Born in Hong Kong Leung attended Belilios Public School.

== Career ==
Leung started her acting career in 1957. Leung appeared for Rediffusion Television (1957 to 1968 then from 1976 to 1982), ATV (1983 to 1988) as well as TVB (1968 to 1975 and again from 1989 to 2017). In 1988 she appeared in Bloodsport as Mrs Tanaka. Her husband was at risk for heart disease, and she publicly supported organizations working to cure it. Leung is credited with over 15 films.

== Filmography ==
=== Films ===
- 1974 Everyday Is Sunday
- 1975 The Happy Trio - Kiu's pose instructor
- 1975 No End of Surprises
- 1976 The Private Eyes - Mrs. Chu
- 1981 Wedding Bells, Wedding Belles - Mrs.
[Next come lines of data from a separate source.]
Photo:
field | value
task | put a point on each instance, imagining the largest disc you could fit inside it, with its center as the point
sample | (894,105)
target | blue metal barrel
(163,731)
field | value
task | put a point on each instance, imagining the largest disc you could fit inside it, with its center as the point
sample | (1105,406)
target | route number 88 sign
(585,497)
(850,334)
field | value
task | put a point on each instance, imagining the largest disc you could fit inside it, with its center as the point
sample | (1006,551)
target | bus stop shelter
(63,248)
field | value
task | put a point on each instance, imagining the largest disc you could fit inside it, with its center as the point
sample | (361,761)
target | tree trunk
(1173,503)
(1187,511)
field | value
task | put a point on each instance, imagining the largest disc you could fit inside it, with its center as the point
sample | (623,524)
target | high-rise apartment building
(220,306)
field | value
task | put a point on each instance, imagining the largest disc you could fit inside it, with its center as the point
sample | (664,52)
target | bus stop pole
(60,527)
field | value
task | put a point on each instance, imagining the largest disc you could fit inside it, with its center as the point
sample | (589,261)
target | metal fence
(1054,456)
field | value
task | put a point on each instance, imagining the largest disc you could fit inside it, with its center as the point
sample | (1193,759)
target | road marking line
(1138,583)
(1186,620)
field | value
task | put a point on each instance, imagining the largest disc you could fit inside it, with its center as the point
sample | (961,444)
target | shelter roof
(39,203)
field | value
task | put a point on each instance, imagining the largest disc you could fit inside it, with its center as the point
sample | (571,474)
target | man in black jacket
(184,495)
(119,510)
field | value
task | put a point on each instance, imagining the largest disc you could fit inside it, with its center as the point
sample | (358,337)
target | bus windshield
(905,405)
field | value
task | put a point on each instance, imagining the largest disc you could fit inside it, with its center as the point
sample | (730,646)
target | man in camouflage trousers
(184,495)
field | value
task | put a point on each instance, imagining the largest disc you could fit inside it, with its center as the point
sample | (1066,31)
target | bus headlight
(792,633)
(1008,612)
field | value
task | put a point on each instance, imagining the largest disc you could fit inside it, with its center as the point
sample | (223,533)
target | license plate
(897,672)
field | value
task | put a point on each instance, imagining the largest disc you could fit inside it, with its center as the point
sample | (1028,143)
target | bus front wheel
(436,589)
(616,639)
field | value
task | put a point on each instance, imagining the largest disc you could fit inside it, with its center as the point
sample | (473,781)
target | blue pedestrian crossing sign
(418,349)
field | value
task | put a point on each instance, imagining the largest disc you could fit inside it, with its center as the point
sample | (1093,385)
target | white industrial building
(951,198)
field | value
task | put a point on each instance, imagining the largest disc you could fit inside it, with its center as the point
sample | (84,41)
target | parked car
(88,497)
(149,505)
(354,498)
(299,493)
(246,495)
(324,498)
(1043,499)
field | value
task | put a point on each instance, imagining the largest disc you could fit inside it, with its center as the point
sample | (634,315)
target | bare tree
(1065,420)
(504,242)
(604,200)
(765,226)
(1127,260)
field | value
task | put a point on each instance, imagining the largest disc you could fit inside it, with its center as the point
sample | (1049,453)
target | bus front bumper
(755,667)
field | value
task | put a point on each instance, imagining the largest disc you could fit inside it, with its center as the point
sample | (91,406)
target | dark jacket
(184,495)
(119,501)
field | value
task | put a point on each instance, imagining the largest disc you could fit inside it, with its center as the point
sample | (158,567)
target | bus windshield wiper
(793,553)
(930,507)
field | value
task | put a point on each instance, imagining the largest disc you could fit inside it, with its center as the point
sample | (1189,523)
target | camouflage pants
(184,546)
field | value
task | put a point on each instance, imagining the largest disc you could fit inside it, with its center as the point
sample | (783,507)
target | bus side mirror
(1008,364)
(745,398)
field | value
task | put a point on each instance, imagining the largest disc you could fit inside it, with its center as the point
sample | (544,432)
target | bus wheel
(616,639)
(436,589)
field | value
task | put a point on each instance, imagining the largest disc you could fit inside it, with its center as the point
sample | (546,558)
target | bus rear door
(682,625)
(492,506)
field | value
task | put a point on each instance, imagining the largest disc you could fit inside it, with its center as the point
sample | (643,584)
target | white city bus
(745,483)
Fa
- 1988 Bloodsport - Mrs. Tanaka

===Television series===

| Year | Name of Film | Role |
| 2003 | Not Just A Pretty Face | Wu Ying (鄔 瑩) |
| In the Realm of Fancy | Empress |
| 2004 | When Rules Turn Loose | Mrs.Fok (霍太太) |
| To Catch the Uncatchable | Lin |
| Net Deception | Mrs. Ho (何太太) |
| 2005 | When Rules Turn Loose | Law Siu Fong 羅少芳 |
| The Prince's Shadow | Cameo |
| Lost in the Chamber of Love | Empress Dowager Shen (睿真皇太后) |
| Just Love | Mrs. Leung (梁太太) |
| Misleading Track | Dan Piu Hong 范飄香 |
| Into Thin Air | Mrs. Fong (方太太) |
| 2006 | Bar Bender | Dai Kwan Ngo (戴群娥) |
| La Femme Desperado | Yin (燕) |
| Forensic Heroes | Grandmother Li (李婆婆) |
| Maiden's Vow | Empress Chi Hei (慈禧太后) |
| To Grow with Love | Lily |
| Dicey Business | Lo Yin (盧燕) |
| 2007 | Heart of Greed | Wong Lai Mei (王麗薇) |
| 2008 | Best Selling Secrets | Lan (蘭) |
| The Gentle Crackdown II | Leung Wong Si (梁王氏) |
| Moonlight Resonance | Mrs. Yuen(袁太太) |
| Catch Me Now | Mok Wai Lan (莫蕙蘭) |
| 2009 | Just Love II | Mrs. Leung (梁太太) |
| Born Rich | Ma Cheung Wai Kiu (馬蔣卉翹) |
| 2010 | Gun Metal Grey | Mrs. Pao (包太太) |
| 7 Days in Life | Miu So Kam (繆素琴) |
| Sisters of Pearl | Ngan Yu-Yuk (顏如玉) |
| 2011 | 7 Days in Life | Miu So-kam, Nancy (繆素琴) |
| Ghetto Justice | Tsui Kiu (徐嬌) |
| Wax and Wane | Man Fa-tung (萬花彤) |
| Lives of Omission | Chan Sam-mui (陳三妹) |
| 2012 | Highs and Lows | Gordon's mother |
| 2014 | Rear Mirror | Pauline Tse Hau Lin (謝巧蓮) |
| Lady Sour | Chu On Nin (朱安寧) |
| 2015 | Brick Slaves | Elderly Lady Chat (七嬸) |
| Momentary Lapse of Reason | Sister Yin (燕姑) |
| 2016 | A Fist Within Four Walls | Chor Ching-miu (左貞妙) |
| 2017 | Heart and Greed | Hui-Po Wan Kam (許寶韻琴) |
| The Unholy Alliance | Ling Cheung Sau Ping (令蔣秀萍) |
| 2018 | Threesome | 范蘭茜 |
| Succession War | Empress Xiaoshengxian |
| Fist Fight | Jo Yim-fan (左艷芬) |
| 2019 | As Time Goes By | Chai Cheung Git Choi (齊張結彩) |
| Justice Bao: The First Year | Sim (嬋) |
| Wonder Women | Mrs. Mui (梅夫人) |
| My Life As Loan Shark | Lo A-choi (羅亞彩) |
| 2020 | Of Greed And Ants | Tong Lo Suk Mei (唐羅淑美) |

== Personal life ==
On 13 August 2019, Leung died of cancer in the Hong Kong Buddhist Hospital in Hong Kong. She was 90 years old.